Ada beberapa manfaat yang diharapkan oleh orang yang melakukan somatisasi baik secara sadar maupun tidak sadar. Menurut Ford (1983) kegunaan psikologis dan keuntungan pribadi yang diperoleh dari somatisasi.

Contoh kegunaan psikologis dari Somatisasi yaitu, pertama sebagai pemindahan emosi yang tidak mengenakkan pada simptom fisik misalnya preokupasi terhadap fungsi usus besar yang tidak berjalan lancar untuk mengganti depresi.
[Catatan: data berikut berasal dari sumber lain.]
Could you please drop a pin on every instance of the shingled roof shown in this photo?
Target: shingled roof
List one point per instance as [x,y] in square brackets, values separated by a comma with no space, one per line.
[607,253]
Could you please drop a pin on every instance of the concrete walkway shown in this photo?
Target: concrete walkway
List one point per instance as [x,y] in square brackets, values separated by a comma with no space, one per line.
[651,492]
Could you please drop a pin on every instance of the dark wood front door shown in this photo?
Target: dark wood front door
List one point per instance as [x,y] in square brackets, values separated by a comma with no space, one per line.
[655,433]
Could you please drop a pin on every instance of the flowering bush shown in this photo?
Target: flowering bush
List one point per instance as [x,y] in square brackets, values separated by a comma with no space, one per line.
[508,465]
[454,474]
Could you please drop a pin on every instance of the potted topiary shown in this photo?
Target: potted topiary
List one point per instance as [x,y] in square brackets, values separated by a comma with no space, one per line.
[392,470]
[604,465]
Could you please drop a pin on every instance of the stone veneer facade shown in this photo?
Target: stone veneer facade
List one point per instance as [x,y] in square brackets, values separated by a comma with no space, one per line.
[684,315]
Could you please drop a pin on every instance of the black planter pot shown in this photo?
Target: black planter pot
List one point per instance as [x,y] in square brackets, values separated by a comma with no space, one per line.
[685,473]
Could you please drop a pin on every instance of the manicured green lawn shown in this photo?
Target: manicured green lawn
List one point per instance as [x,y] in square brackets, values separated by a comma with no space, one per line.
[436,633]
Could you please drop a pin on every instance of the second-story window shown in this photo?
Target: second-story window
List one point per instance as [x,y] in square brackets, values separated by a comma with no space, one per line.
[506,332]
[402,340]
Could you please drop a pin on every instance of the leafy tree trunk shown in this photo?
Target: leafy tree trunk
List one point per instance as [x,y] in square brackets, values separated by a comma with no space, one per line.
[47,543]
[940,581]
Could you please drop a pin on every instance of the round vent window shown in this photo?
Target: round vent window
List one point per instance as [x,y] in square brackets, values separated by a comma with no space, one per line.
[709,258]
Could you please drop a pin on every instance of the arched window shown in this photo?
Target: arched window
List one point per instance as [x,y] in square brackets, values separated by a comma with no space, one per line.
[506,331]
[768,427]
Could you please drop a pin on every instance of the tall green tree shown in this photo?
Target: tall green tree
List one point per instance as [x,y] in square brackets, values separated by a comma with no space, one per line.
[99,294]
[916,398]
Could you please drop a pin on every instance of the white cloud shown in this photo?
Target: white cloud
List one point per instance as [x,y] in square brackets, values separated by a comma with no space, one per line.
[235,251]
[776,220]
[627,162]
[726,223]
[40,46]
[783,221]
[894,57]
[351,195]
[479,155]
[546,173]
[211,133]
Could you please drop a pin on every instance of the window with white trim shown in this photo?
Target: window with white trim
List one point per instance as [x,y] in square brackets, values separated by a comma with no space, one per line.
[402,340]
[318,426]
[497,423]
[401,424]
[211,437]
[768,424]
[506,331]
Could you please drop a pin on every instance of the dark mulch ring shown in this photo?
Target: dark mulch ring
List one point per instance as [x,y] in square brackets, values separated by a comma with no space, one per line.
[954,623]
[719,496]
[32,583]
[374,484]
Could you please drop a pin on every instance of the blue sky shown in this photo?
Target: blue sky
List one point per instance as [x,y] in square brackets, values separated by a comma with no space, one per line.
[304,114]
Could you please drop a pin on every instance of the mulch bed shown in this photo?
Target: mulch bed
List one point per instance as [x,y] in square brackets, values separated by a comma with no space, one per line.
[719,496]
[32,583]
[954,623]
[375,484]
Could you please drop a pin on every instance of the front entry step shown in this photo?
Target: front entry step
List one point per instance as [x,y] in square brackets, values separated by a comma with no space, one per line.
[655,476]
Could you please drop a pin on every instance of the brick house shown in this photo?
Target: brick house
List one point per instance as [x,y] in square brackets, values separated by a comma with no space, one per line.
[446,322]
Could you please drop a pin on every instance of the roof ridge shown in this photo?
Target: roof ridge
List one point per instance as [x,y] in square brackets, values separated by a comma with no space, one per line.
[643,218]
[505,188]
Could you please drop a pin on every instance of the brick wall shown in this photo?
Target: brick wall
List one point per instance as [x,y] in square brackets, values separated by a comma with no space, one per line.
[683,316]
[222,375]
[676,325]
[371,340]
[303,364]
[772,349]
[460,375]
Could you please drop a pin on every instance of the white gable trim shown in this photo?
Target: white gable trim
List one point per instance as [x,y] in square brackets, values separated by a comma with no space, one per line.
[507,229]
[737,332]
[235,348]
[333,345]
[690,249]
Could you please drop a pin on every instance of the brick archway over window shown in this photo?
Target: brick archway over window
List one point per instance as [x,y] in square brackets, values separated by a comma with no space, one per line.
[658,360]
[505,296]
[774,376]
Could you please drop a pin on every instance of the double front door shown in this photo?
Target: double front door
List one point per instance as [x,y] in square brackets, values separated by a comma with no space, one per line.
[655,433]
Kedua simptom digunakan untuk berkomunikasi melalui cara-cara simbolik, misalnya kelumpuhan histeris untuk menyatakan perasaan tidak berdaya. Ketiga yaitu dapat mengurangi rasa bersalah melalui penderitaan, misalnya menderita sakit yang tidak menentu dan tidak sembuh-sembuh setelah kematian orang yang penting dalam hidupnya. ]

Contoh keuntungan-keuntungan pribadi yang diperoleh melalui somatisasi antara lain, adanya kemampuan untuk memanipulasi hubungan antar pribadi, misalnya istri menolak ajakan intim suami dengan alasan sakit kepala. Keuntungan lainnya adalah dapat menghindari tugas dan tanggung jawab, seperti tanggung jawab pekerjaan.

Keuntungan finansial, misalnya menerima asuransi bila sakit dan dirawat di rumah sakit. Memperoleh perhatian dari orang lain, misalnya ketika sakit merasa orang memperhatikannya, dengan menjenguk atau menanyakan keadaannya.

Menurut Cameron (1963) ada beberapa keuntungan dengan melakukan somatisasi, yaitu dengan menjadi sakit secara fisik dirasa lebih terhormat daripada penyakit neurotis yang kelihatan lemah dan tidak terhormat atau sering dikatakan gila. Somatisasi memberikan hak-hak istimewa pada pasien tanpa berhubungan dengan rendahnya harga diri. Gangguan somatisasi sering melibatkan kecemasan yang berlebihan yang mudah ditahan daripada kecemasan sekunder yang didasarkan pada konflik impuls masa kanak-kanak yang tidak disadari dimana orang tidak dapat mengendalikan dan mengenalinya. Penderita somatisasi akan menggunakan sakit fisiknya untuk mendapatkan perhatian, perawatan dan kasih sayang yang tidak ia dapatkan jika dalam keadaan sehat.